L’alto rappresentante per la Bosnia all’Onu: «Crisi eccezionale». E la Russia lo attacca

Schmidt illustra la situazione del paese Consiglio di sicurezza. Sotto accusa le mosse di Dodik. La preoccupazione degli Usa

 

Stefano Giantin
Christian Schmidt, alto rappresentante per la Bosnia-Erzegovina durante l’intervento all’Onu
Christian Schmidt, alto rappresentante per la Bosnia-Erzegovina durante l’intervento all’Onu

Da una parte un discorso appassionato, a tratti dai toni drammatici, un vero e proprio allarme – e sempre più assordante – sulla tenuta di un complicato e nevralgico Paese balcanico.

Dall’altra, una grande potenza – pari a oggi, almeno a Occidente, la Russia –, che fa orecchie da mercante e contrattacca, mentre altri grandi, come gli Usa, si dicono alquanto preoccupati per il quadro generale.

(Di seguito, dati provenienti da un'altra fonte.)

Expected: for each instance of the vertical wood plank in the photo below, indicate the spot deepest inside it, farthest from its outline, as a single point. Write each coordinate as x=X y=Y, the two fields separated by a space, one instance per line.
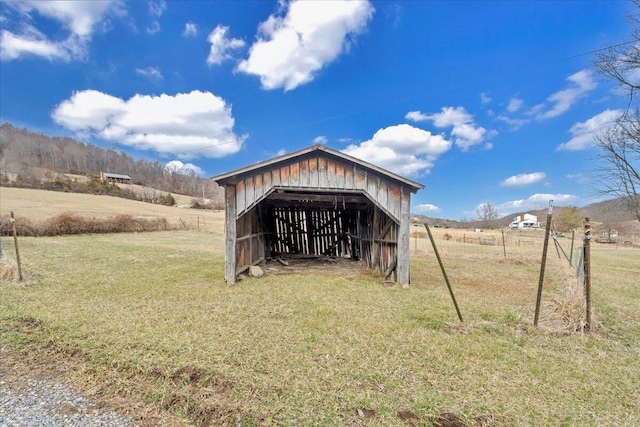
x=304 y=173
x=230 y=233
x=403 y=269
x=322 y=172
x=294 y=170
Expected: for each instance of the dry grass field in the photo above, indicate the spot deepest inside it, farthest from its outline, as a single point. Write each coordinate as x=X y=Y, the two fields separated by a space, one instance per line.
x=37 y=205
x=145 y=322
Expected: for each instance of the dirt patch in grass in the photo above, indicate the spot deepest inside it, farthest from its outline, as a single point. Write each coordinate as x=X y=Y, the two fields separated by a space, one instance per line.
x=448 y=419
x=191 y=392
x=204 y=398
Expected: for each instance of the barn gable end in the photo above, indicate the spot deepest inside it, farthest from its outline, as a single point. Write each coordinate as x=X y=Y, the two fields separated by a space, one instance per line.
x=317 y=201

Il quadro riguarda la Bosnia-Erzegovina, nazione indebolita e fratturata dalla più grave crisi politica e istituzionale della sua storia recente, causata dal muro contro muro tra la leadership serbo-bosniaca e l’autorità centrali. E proprio lo stato di salute del Paese balcanico è stato al centro di una infuocata seduta del Consiglio di sicurezza dell’Onu.

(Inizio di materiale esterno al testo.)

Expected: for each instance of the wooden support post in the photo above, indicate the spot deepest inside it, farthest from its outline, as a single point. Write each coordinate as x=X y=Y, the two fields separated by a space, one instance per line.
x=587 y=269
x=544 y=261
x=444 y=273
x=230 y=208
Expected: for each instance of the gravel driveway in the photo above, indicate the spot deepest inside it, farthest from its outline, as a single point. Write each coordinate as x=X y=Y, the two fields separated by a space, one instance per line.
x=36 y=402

Protagonista al consesso è stato l’Alto rappresentante della comunità internazionale in Bosnia, il tedesco Christian Schmidt, che gioca il difficile ruolo di vigilanza sul rispetto degli accordi di pace di Dayton, intese che posero fine alla sanguinosa guerra degli anni Novanta e gettarono le basi per la Costituzione che ancora oggi tiene insieme la Bosnia.

Ma proprio quella complessa struttura costituzionale oggi è a rischio, ha denunciato Schmidt, presentando il suo rapporto semestrale, dove ha parlato espressamente di «crisi straordinaria», la peggiore dai tempi di Dayton.

Instabilità e turbolenza che stanno conoscendo l’apice quest’anno, dopo che i primi mesi del 2025 «sono stati segnati da un significativo aumento delle tensioni», una «crisi politica» che al momento non è una «crisi di sicurezza». Ma tutto può cambiare.

La miccia, ha ricordato Schmidt, è stata la condanna in primo grado a un anno di carcere e sei di interdizione dai pubblici uffici del presidente serbo-bosniaco Milorad Dodik, leader filorusso e nazionalista e dalle dichiarate pulsioni secessionistiche. La condanna, ricordiamo, è stata emessa proprio per il rifiuto di Dodik di riconoscere l’autorità e di ubbidire alle decisioni di Schmidt.

«Dopo la sentenza, Dodik ha intensificato i suoi attacchi all’ordine costituzionale del Paese, ordinando alle autorità della Repubblica Srpska (Rs)», l’entità politica dei serbi di Bosnia, di adottare «una legislazione che di fatto vieta l’operato della magistratura e delle forze dell’ordine» centrali all’interno della Rs, arrivando persino «a proporre una bozza di costituzione per l’entità» che evoca «una secessione di fatto», ha spiegato Schmidt ai membri del Consiglio. Di certo, le mosse di Dodik e del suo entourage «mettono a rischio l’integrità territoriale e i fondamenti della società» bosniaca, perché si tratta di veri e propri «atti secessionistici» che creano «insicurezza giuridica». E solo l’attenzione della Consulta e di Schmidt avrebbero per ora evitato il peggio.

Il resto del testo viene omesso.